Я невольно вздрогнул, такое отвращение испытывал я к убийству животных. Но я тотчас сообразил, что это была единственная возможность быстро выпутаться из истории, в которую я попал из-за окаянного председателя. Под решительным давлением деревни он, несомненно, должен был бы подчиниться воле большинства: ведь речь шла о спасении урожая. Что же касается проблемы убийства животных, то разве это не был исключительный случай, необходимая защита человека от нападения наглых павианов?

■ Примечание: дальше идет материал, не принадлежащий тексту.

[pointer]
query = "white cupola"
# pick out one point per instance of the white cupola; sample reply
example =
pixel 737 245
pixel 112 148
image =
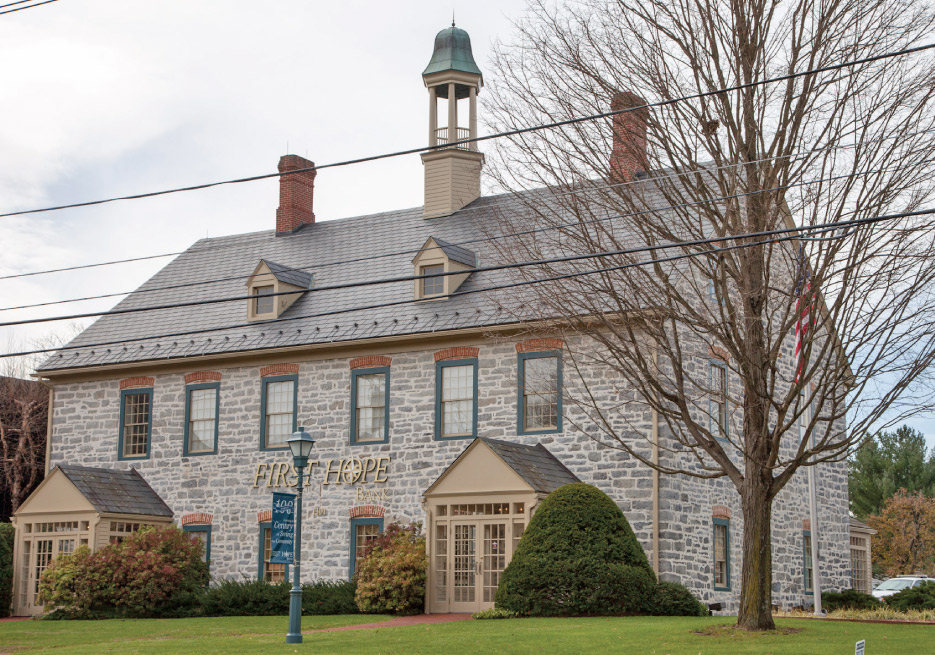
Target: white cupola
pixel 452 174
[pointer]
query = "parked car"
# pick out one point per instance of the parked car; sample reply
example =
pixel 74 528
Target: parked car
pixel 897 584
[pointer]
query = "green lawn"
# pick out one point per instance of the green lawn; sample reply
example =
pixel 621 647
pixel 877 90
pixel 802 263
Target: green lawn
pixel 637 635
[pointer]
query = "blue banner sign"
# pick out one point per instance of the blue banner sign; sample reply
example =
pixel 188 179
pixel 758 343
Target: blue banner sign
pixel 282 534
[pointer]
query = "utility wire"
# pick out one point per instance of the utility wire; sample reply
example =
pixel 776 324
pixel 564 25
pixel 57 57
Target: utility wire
pixel 778 235
pixel 507 133
pixel 461 212
pixel 19 2
pixel 417 250
pixel 10 11
pixel 482 269
pixel 81 266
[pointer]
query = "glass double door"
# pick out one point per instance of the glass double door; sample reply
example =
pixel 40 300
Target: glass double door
pixel 478 556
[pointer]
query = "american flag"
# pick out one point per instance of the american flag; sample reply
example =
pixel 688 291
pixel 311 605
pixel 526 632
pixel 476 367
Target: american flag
pixel 803 306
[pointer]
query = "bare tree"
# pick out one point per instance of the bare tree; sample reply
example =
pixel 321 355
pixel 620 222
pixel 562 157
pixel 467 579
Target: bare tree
pixel 24 407
pixel 843 145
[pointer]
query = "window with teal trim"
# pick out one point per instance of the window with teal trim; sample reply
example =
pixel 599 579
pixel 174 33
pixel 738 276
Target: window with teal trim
pixel 807 558
pixel 363 531
pixel 717 405
pixel 721 555
pixel 539 396
pixel 202 405
pixel 268 571
pixel 202 533
pixel 456 399
pixel 370 405
pixel 136 423
pixel 278 402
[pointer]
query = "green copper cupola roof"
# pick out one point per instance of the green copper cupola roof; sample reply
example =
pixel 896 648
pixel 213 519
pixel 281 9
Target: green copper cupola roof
pixel 452 52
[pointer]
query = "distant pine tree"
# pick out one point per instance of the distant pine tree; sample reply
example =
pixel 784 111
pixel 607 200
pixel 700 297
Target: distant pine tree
pixel 888 462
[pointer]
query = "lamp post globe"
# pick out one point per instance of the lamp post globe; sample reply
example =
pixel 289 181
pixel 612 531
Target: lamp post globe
pixel 300 443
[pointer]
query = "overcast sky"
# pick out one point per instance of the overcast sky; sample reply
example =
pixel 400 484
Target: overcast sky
pixel 101 98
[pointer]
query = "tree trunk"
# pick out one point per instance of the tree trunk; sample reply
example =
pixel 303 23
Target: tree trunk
pixel 757 579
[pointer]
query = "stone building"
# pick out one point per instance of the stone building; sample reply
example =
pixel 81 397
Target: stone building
pixel 427 401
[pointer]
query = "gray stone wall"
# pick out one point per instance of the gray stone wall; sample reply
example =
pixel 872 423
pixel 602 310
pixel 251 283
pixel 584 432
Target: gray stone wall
pixel 85 432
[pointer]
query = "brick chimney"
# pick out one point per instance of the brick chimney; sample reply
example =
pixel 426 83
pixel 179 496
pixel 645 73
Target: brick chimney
pixel 295 195
pixel 628 157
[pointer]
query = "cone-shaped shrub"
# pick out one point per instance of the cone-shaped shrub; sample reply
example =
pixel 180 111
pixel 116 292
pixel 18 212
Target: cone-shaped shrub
pixel 577 556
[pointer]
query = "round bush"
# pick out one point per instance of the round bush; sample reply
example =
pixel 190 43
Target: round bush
pixel 391 576
pixel 155 572
pixel 674 599
pixel 577 556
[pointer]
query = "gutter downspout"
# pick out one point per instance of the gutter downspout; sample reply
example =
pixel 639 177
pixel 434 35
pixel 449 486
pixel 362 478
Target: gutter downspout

Но здесь осталась еще одна деталь — повышенная подозрительность властей к иностранцам; предположим, что я бы согласился, а Камара Кейта не имел бы ничего против того, чтобы я застрелил нескольких обезьян; не сочтут ли это власти в Курусе или выше пренебрежением к гвинейским законам, преступной охотой без охотничьего билета?

Когда я поверил свои опасения присутствующим в хижине и подал в то же время мысль, что великий охотник Мамаду Омар должен взять на себя честь убить из карабина вредителей, вся- хижина страстно воспротивилась этому: как видно, собравшиеся не доверяли способностям Омара. Они просили, чтобы стрелял обязательно я. Староста Мамари Диара заверил, что он и вся деревня выправят мне письменное свидетельство, подтверждающее, что я охотился по прямому желанию старосты и старейшин, а уничтожение обезьян было для деревни крайней необходимостью.

— Крайней и экономической! — по-ученому добавил Бамба Сори, брат старосты.

— Если так, то я подчиняюсь крайней необходимости! — воскликнул я. — Но что на это скажет председатель?

— Не морочь себе этим голову! — заявил Мамари Диара, переходя на радостях на «ты», — Он скажет: хорошо.

Вся компания в хижине впала в бурное веселье, расшумелась, словно у нее камень с души свалился, и как будто уже видела разгром павианов, а тон задавал Омар, самый шумный из всех. Время от времени он объяснял мне, что договаривается о плане завтрашней охоты, но я подозревал кое-что другое: пройдоха торговался с деревней о вознаграждении и, по всей видимости, требовал сполна заплатить за каждого убитого в будущем павиана.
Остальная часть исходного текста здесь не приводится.